Home > Blockchain >  Issues with extracting 1 column from https://www.sbstransit.com.sg/fares-and-concessions
Issues with extracting 1 column from https://www.sbstransit.com.sg/fares-and-concessions

Time:01-30

I tried using web scarping to extract only one column from this websitebut could not extract succesfully

df = pd.read_html('https://www.sbstransit.com.sg/fares-and-concessions')
df
from urllib.request import urlopen
# from Beautifulsoup4 import BeautifulSoup
# or if you're using BeautifulSoup4:
from bs4 import BeautifulSoup

soup = BeautifulSoup(urlopen('https://www.sbstransit.com.sg/fares-and-concessions').read())

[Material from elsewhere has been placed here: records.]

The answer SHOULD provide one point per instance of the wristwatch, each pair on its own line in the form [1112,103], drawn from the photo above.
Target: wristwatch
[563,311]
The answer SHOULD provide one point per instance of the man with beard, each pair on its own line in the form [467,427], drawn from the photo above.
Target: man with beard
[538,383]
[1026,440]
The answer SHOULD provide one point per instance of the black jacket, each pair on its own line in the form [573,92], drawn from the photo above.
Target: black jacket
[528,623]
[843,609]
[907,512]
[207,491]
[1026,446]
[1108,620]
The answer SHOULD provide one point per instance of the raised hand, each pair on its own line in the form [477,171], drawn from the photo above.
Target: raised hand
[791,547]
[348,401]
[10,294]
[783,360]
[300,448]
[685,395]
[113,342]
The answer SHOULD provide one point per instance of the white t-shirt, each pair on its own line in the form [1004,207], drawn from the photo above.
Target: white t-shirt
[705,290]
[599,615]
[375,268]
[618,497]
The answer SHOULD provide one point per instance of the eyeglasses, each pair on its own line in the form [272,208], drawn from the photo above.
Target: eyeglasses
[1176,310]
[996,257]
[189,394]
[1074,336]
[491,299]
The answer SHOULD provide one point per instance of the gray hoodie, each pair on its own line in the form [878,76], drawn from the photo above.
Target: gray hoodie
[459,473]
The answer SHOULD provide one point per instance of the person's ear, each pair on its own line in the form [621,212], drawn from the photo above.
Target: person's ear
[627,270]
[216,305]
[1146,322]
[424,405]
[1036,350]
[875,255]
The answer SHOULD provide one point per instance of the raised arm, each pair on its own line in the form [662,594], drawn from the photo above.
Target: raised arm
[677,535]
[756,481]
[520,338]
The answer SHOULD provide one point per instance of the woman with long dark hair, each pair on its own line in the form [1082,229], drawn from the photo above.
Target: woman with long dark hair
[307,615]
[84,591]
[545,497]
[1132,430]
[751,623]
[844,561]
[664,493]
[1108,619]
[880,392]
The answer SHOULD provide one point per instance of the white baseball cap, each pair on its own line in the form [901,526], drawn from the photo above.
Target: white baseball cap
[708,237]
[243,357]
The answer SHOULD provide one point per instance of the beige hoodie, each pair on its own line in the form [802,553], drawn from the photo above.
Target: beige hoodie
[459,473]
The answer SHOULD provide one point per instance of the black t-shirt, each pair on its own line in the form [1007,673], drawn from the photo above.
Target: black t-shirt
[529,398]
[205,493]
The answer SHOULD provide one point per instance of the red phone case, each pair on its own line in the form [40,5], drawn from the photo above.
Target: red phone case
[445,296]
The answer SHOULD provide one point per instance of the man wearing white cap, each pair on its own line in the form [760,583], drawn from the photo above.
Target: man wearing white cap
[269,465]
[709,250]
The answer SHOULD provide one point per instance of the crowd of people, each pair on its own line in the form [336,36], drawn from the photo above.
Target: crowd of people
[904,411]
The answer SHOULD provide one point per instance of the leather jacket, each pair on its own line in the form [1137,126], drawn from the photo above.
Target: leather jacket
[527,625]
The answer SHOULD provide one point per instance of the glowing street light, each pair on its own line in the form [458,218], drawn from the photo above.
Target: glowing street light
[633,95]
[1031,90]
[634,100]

for row in soup('table', {'class': 'spad'})[0].tbody('tr'):
    tds = row('td')
    print(tds[0].string, tds[1].string)

I seriously need help,been trying this for hours already, its so hard just to extract 1 column :[

CodePudding user response:

What about using pandas.read_html and selecting needed table by index from list of tables:

pd.read_html('https://www.sbstransit.com.sg/fares-and-concessions', header=1)[1]

and to get only results from the column:

pd.read_html('https://www.sbstransit.com.sg/fares-and-concessions', header=1)[1]['DTL/NEL']

CodePudding user response:

What you have to do is navigate through the web site try this

from urllib.request import urlopen
from bs4 import BeautifulSoup

soup = BeautifulSoup(urlopen('https://www.sbstransit.com.sg/fares-and-concessions').read())

# get the first table body on the accordion
table = soup("ul", id="accordion")[0].li.table.tbody

for row in table("tr"):
    # get the 7th columm of each row
    print(row("td")[6].text)

I prefer to use scrapy we use it in my job, but if your are going to start on web scraping I recommend you to learn xpath it will help you to navigate.

  • Related